Most music fans take for granted the reliable internet connection necessary to access millions of songs on streaming services. But professional DJs can't risk a service hiccup in a club. "DJs kind of live in a bubble," says Dirtybird label manager Deron Delgado. "For the consumer side of it, streaming makes a lot of sense." DJs, though, "have to own the music so they can have files on their hard drive or in [DJ software] Rekordbox."
In May, online retailer Beatport -- which briefly launched its own streaming initiative before shutting it down in 2016 following the bankruptcy of its former owner, SFX -- also announced a subscription service, Beatport LINK, that lets subscribers temporarily store a number of downloaded tracks for offline streaming in a digital "locker." Unlike Spotify and Apple Music, users can access tracks saved for offline listening through third-party software.
"We're definitely on the brink of the next evolution in DJ'ing," says Beatport CEO Robb McDaniels. "The pros out there [in the DJ community] that are doing it as a living can't deal with buffering or internet service interruption" -- which is more of a risk for DJs than most consumers since the former generally use uncompressed music that needs far more bandwidth than MP3s.
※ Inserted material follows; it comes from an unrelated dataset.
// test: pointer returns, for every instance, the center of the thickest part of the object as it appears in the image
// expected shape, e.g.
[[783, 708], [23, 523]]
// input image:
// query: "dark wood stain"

Earlier this year, SoundCloud also embraced streaming to meet the needs of its estimated 53 million active monthly users, who skew younger. The Berlin-based company partnered with DJ performance software developers like Pioneer DJ, Native Instruments and Serato to give subscribers access to its 200 million tracks while in the DJ booth (though it's still online-only). "Our mission is to try and provide the global DJ community with the best set of tools and resources to help them grow their careers," says Jack Bridges, SoundCloud senior manager, label relations. "And DJ software integrations are really a means to do that."
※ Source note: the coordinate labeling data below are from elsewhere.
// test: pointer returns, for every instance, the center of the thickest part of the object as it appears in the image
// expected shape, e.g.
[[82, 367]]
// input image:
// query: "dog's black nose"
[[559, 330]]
As download revenue declines, on-demand streaming models like SoundCloud's are also more appealing for up-and-coming DJs who might not have Calvin Harris' revenue numbers to buy as many songs as they might want to play. According to the RIAA's 2018 Year-End Industry Revenue Report, digital download sales fell 26% year over year to $1.04 billion, with track downloads leading the way (even as prices remained stable at $1.23 in 2017 and 2018). "It's hard to say whether these smaller DJs will pay $1.99 for a Beatport download, which is only 10 tracks for $20, when for $20 a month they can have access to a full catalog," says Delgado.
For the vast majority of DJs -- those who play local clubs rather than large venues -- subscriptions are just more economically feasible than buying tracks. "I'm definitely spending $100 a month just on MP3s from Beatport, so if a subscription is half of that a month, I feel like I could play more songs and take more risks," says Evan Weiner, a DJ who also works as marketing director of Brooklyn venue Elsewhere. "As a DJ and a consumer, I'm not angry about the future of streaming."
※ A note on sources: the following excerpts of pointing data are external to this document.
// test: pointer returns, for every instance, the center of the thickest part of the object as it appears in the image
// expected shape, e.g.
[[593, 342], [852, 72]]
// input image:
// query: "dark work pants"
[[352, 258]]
Australian producer, DJ and label owner Nina Las Vegas (AKA Nina Agzarian) has a sanguine view of DJ'ing by streaming, even as she allows it's not necessarily for her. "If I play a festival set or one that is relatively planned ahead, I would less likely have everything streamable, because I work my sets and worship them and practice them," she tells Billboard. "The easier things get, the less effort I put in, and that's not the DJ I want to be."
Agzarian agrees with Weiner that streaming through SoundCloud, like some brands of DJ performance software, would be a much more affordable option for many up-and-coming DJs; and that such a setup allows for more varied, spur-of-the-moment sets, like a "back-to-back via the cloud." "When I go to America, all the DJs before me play Traktor because that’s what they can afford and that’s how they practice, because not everyone can practice with CDJs and vinyl at home," she says. "So if people start DJing in the cloud, cool!"